Her icy facade cracked a little. “I know that. I just don’t understand what you want from me.”

  “Just some of your time.”

  “I don’t know, it’s pretty precious. The current rate is a couple of hundred dollars an hour, but for you I’ve got a deal. I’ll make it three hundred.” She arched a reddish eyebrow, silently challenging him.

  He let out a low whistle. “That’s pretty steep.”

  “Oh, come on, you can afford it. You’re a rich man. A McCafferty.”

  “Three hundred bucks an hour?” He eyed her up and down. She was wearing slacks and a sweater, a long coat and boots; her hair was twisted into some kind of knot at the back of her head. “You think you’re worth it?”

  “Every cent,” she said, and slid into the car. “Don’t you?” She closed the door and as he straightened from the fender, she punched the accelerator and tore away from the curb. He should take her advice and leave her alone. Let that be the end of it.

  But he couldn’t. Whether she intended to or not, Jamie Parsons had thrown down the gauntlet.

  Slade had never been one to back down from a challenge, and he sure as hell wasn’t going to start now.

  * * *

  Why had she baited him? Why hadn’t she left well enough alone? Been coolly disinterested? Or professional? Or just plain civil? What was wrong with her? Ever since setting eyes upon Slade McCafferty again, she’d been acting like a fool. She couldn’t stop her pulse from skyrocketing at the sight of him, nor could she slow her heartbeat. The man got to her.

  Jamie tossed her pen onto the dining room table and glowered down at the brochure she’d picked up from the real estate company. Her mind wasn’t on putting her grandmother’s house up for sale, nor was it focused on the buyout agreement for the McCafferty ranch, or even on the mystery surrounding Randi McCafferty. No. Her thoughts were filled with Slade, Slade, Slade.

  Which was just plain ridiculous. She took a sip of tepid coffee, walked into the kitchen and tossed the rest of it into the sink.

  She’d managed to keep him out of her brain for more than fourteen years. Every time his image had dared venture into her thoughts, she had mentally drop-kicked it into the next county, never daring to dwell on what had happened between them, what they’d shared and what they’d lost.

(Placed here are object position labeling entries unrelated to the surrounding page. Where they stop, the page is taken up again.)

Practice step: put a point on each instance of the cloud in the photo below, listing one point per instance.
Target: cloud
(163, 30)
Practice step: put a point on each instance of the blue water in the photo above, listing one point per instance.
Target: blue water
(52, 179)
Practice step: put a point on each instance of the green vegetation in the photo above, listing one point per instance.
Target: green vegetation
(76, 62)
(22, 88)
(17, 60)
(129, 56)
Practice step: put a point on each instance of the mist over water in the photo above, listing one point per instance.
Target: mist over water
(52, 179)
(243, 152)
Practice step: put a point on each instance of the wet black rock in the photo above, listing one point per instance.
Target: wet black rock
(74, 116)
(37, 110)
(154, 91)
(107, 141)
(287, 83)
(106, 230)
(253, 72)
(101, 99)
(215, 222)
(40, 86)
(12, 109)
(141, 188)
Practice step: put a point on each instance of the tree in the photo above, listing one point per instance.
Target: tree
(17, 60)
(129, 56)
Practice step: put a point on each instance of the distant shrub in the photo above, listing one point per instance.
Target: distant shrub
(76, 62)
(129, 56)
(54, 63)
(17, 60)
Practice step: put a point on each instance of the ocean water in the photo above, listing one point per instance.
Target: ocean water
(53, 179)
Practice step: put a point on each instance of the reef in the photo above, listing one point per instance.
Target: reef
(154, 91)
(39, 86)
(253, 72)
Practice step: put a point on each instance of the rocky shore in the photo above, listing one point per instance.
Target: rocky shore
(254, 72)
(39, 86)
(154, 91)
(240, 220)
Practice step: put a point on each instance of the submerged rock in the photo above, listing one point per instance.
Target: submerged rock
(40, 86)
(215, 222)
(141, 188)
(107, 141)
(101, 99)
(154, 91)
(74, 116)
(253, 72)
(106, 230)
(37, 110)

  Absently she touched her abdomen. Their child would be fourteen years old now, going on fifteen. In high school, learning to drive. Maybe a cheerleader or an athlete or a bookworm.

  Or a hellion.

  It didn’t matter...if only the baby had lived. She would have raised it alone or maybe told Slade the truth. But it hadn’t happened. The miscarriage had taken care of that.

  What she’d shared with Slade, that little piece of one summer, was over.

  He was out of her life.

  Until now.

  “Damn, damn, damn and double damn,” she muttered, cringing a little as if she expected her God-fearing grandmother to appear and wash her mouth out for cursing in her house. “Oh, Nana,” she whispered, “what am I gonna do?”

  You forget that McCafferty boy, y’hear. He’s no good. Wild. Never goes to church. Lord, Jamie, you’re so much better than all those McCafferty hellions rolled into one!

  Jamie had heard the lecture before and it seemed to echo through the chilly hallways of Nita Parsons’s cottage. She was cold from the inside out. All because of Slade... Don’t go there, she told herself as she rubbed her arms to warm herself up. Lord, it was cold...she listened and realized that the furnace had quit rumbling. “Now what?”

  She found the thermostat, noticed that the arrow designating the desired temperature was steadfastly pointed at sixty-eight. “No way,” she muttered, notching it up a couple of degrees. Nothing. She tried again, pushing the indicator to eighty. Nothing happened. No reassuring click or whoosh of air. The dial was pointed to eighty but nothing happened. Knowing it was futile, she walked to the vent in the living room and splayed her fingers over the duct. Sure enough, not a whisper of warm air was blowing through the old ductwork.

  “Just what I need,” she muttered as she found her grandfather’s old toolbox in the pantry and made her way down the narrow staircase to the unfinished basement. Lazarus, ever curious, shot down the stairway ahead of her.

  Lit by two dim bulbs screwed into ceramic outlets, the basement smelled musty. Dust covered every inch of the floor and cobwebs draped from the low ceilings. The furnace stood in the middle of the room, a behemoth with tentacle-like ducts stretched to the far corners of the ceiling. It had originally been wood-burning, her grandmother had explained, but had been converted to electric sometime in the seventies. Jamie placed a hand upon its dusty side. Stone-cold. Not a sound emitting from the monster.

  There were instructions on the side and she wiped the dirt away and shone the beam of her grandfather’s old flashlight on the panel, then unscrewed the cover and looked at the workings. “Now,” she said as Lazarus walked around the cracked cement floor, “all I need is a degree in electrical engineering.” The cat meowed as if he understood just as the phone shrilled upstairs. Leaving the tools behind, Jamie dashed up the stairs, flew into the kitchen and snagged the receiver by the fourth ring. “Hello?”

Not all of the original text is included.